Gentileschi was known to paint strong and heroic women of Ancient and Christian mythology. She herself suffered sexual abuse and the subject matter of her paintings often reflected her life, as in this work which depicts Lucretia, a Roman noblewoman who was raped by the son of an Etruscan king. In her shame, she committed suicide by dagger.

1. Salvator Mundi, Leonardo da Vinci (c. 1500)

Painted by Leonardo da Vinci in 1500, Salvator Mundi was owned by a cache of British royalty until 1958 when it was sold at auction in Europe to a New Orleans couple, whose family inherited the painting in Louisiana. Then in 2005, the estate of the family patriarch came up for sale and Salvator Mundi was acquired for less than $10,000 at auction in New Orleans by a consortium of art dealers. It had been heavily overpainted so looked like a copy, and the consortium spent the next few years having the painting restored and authenticated.

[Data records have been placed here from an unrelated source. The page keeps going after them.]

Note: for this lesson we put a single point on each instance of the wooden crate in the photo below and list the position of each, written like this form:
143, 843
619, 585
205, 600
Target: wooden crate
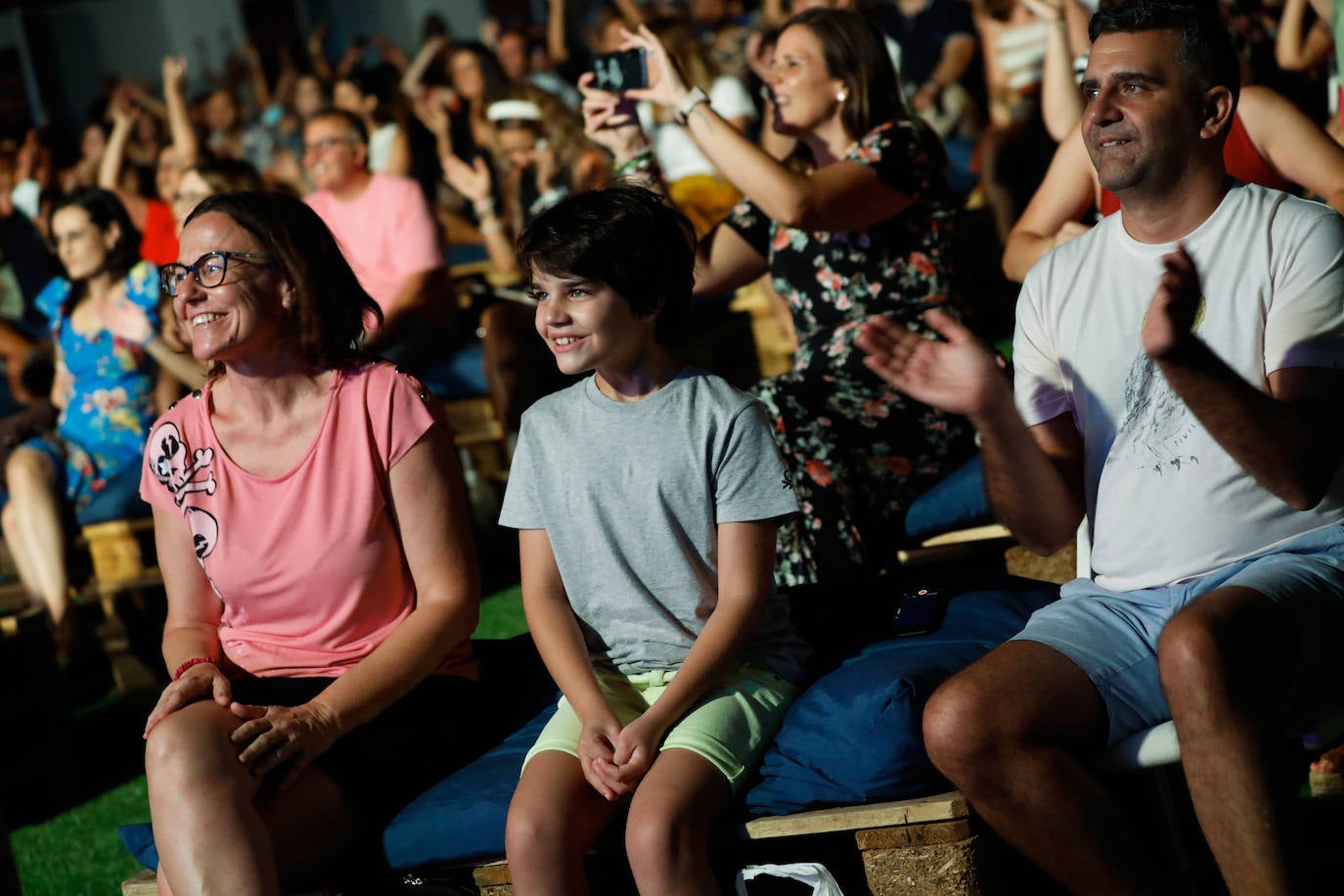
919, 846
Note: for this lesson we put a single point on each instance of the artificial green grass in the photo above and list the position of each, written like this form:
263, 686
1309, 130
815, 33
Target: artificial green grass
78, 853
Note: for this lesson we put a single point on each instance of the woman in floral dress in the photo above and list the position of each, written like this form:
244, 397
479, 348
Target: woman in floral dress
104, 321
856, 222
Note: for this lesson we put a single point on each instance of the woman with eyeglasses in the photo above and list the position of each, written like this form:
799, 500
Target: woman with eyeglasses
313, 539
104, 321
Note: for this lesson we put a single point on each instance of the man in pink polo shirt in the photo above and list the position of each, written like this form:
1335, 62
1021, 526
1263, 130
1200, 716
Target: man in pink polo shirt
386, 231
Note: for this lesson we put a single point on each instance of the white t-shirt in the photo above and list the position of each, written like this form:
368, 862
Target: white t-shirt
1164, 500
675, 148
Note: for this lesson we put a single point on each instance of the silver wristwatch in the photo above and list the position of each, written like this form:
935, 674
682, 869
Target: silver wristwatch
694, 98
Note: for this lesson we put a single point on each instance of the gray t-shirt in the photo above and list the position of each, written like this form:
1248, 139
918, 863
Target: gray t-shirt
631, 495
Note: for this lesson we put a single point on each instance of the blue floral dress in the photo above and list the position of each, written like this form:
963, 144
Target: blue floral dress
858, 449
101, 431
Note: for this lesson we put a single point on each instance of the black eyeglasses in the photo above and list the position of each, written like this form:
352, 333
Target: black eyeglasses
208, 270
326, 144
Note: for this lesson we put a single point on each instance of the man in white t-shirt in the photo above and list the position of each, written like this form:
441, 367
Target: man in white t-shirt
1178, 385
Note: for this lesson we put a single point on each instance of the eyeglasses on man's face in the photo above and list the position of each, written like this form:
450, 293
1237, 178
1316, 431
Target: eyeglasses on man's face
327, 144
208, 270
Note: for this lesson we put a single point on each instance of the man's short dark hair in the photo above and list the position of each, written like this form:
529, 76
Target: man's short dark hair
356, 125
624, 237
1206, 50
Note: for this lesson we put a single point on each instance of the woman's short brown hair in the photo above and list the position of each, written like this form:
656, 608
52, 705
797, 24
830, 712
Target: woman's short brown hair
331, 309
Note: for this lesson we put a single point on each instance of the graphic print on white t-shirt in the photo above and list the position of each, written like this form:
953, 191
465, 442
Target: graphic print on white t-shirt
1156, 425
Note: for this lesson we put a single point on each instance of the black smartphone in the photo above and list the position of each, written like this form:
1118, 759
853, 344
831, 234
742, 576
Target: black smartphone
918, 611
621, 70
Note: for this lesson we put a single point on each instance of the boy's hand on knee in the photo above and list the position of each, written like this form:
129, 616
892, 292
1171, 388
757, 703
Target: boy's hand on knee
597, 749
635, 752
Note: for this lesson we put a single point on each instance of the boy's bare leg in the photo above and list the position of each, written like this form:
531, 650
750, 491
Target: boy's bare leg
1008, 731
553, 821
1225, 662
667, 835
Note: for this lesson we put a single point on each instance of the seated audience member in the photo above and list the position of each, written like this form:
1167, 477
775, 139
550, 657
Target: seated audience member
646, 568
25, 267
545, 158
859, 223
323, 672
694, 184
386, 231
104, 319
1298, 50
1269, 143
1178, 385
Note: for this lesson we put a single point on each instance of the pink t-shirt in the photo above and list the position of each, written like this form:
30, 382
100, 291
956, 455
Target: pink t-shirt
386, 233
308, 565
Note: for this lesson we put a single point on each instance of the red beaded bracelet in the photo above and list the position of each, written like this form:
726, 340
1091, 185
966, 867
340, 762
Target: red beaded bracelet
194, 661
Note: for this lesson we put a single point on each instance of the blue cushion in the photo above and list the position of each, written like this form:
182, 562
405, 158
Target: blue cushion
956, 503
461, 819
876, 698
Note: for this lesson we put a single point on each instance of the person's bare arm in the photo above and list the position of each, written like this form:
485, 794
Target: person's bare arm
1052, 218
1296, 50
556, 43
317, 53
1293, 144
996, 79
257, 74
1060, 101
62, 383
399, 155
473, 180
414, 74
390, 53
1285, 438
184, 144
955, 58
560, 640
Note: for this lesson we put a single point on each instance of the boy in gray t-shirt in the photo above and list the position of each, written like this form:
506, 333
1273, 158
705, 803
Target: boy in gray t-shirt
647, 499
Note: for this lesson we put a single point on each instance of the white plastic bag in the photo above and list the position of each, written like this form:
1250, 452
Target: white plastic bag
822, 881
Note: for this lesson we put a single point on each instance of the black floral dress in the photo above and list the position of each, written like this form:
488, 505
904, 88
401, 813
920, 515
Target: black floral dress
859, 450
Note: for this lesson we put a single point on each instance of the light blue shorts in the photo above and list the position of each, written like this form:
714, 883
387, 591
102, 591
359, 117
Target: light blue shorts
730, 727
1111, 636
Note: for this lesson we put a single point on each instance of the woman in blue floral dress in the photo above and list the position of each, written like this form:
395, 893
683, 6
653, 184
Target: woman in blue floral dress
103, 321
858, 222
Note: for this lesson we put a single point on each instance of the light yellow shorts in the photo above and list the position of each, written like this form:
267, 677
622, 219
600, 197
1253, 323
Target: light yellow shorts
730, 727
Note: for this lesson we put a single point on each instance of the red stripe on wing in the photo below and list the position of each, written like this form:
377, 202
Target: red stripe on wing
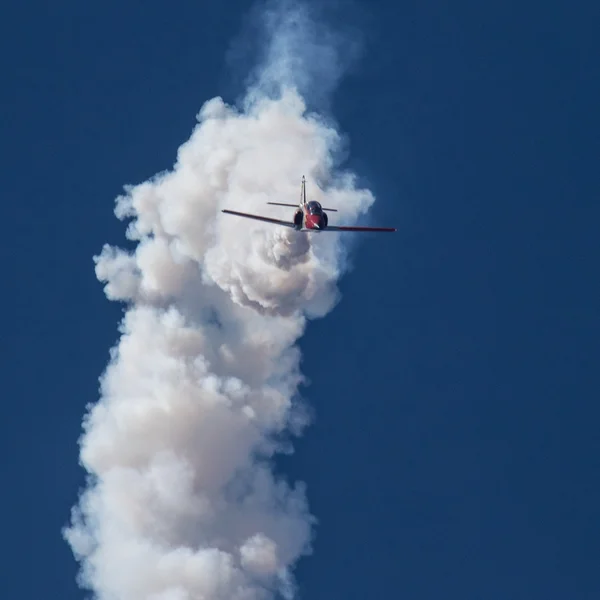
259, 218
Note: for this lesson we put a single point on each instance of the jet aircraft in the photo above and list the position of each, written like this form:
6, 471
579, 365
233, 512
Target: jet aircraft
309, 216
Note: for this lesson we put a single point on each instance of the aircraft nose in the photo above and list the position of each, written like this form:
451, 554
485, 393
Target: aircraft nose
315, 221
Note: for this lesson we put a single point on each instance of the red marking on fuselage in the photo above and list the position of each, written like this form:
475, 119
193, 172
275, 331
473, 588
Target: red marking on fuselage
313, 221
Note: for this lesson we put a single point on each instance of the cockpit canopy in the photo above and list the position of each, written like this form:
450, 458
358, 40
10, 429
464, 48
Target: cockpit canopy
314, 208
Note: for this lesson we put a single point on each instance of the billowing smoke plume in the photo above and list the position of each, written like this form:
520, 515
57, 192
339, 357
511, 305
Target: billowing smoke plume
201, 390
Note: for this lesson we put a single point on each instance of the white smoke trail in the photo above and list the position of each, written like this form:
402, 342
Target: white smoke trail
182, 502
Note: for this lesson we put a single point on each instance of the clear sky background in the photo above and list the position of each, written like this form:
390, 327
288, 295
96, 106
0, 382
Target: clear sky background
455, 452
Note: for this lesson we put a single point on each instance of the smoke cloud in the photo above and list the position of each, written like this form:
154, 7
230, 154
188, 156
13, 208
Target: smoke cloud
201, 390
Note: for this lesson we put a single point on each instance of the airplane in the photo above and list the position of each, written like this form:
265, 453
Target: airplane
309, 216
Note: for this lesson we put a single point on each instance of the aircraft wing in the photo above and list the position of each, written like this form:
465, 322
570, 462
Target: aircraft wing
259, 218
334, 228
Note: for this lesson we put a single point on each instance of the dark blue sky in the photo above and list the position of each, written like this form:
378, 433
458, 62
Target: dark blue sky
455, 452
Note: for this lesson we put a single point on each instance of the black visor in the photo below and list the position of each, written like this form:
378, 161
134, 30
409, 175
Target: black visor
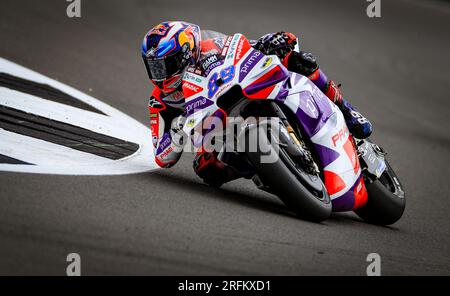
162, 68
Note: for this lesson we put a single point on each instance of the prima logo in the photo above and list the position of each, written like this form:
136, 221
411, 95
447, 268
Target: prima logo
208, 61
374, 8
374, 268
74, 267
74, 8
249, 63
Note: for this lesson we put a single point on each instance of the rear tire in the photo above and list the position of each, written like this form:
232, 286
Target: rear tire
290, 186
386, 202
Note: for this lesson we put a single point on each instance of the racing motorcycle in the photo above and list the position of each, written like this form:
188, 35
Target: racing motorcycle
320, 167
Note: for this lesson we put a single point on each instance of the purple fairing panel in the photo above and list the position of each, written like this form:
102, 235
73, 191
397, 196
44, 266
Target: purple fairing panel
197, 104
346, 202
321, 80
249, 63
313, 110
163, 143
215, 120
278, 74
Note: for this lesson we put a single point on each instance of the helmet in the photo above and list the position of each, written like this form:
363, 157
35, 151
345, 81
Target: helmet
167, 50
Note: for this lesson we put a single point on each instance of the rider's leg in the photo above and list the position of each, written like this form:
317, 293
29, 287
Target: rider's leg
216, 172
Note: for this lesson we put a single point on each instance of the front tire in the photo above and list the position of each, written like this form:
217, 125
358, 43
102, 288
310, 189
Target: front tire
386, 203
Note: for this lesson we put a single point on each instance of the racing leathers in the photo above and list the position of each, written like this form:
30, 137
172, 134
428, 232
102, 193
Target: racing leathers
167, 109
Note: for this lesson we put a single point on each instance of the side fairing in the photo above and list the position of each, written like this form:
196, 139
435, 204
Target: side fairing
324, 124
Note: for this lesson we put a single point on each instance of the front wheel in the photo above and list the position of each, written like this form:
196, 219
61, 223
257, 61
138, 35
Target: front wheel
386, 202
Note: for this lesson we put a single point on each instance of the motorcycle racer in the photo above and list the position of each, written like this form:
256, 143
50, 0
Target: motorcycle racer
171, 47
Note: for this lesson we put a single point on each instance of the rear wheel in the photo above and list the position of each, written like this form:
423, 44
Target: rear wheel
386, 202
303, 193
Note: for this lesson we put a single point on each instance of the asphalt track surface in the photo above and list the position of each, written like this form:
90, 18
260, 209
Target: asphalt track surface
396, 69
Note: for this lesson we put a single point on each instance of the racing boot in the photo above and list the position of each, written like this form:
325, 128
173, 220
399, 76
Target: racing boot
358, 125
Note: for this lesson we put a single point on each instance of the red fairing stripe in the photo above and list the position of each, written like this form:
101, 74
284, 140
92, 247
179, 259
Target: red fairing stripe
333, 182
360, 193
256, 91
242, 48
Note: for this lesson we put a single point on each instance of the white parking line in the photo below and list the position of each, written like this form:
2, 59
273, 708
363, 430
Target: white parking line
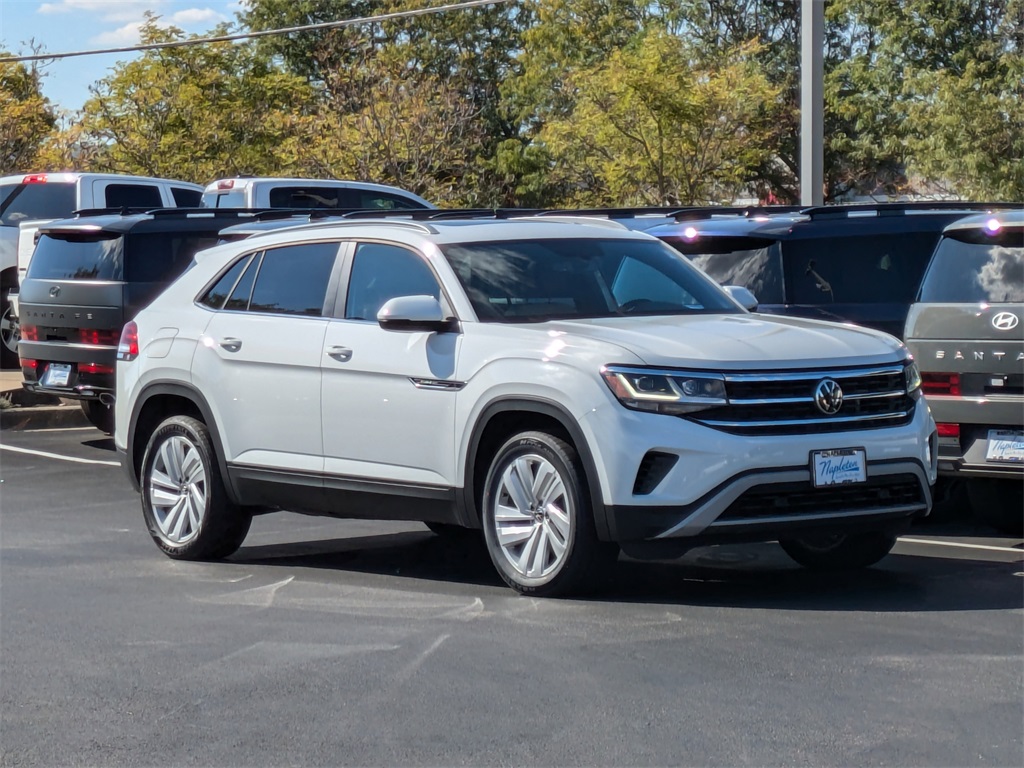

In May 2013 the Swiss dealer Yves Bouvier purchased the work for just over $75 million, and the painting was then sold to Russian collector Dmitry Rybolovlev for $127.5 million. It was exhibited in Hong Kong, London, San Francisco and New York in 2017, and then sold at auction in Christie’s in New York on November 15, 2017 for $450,312,500, a new record price for an artwork.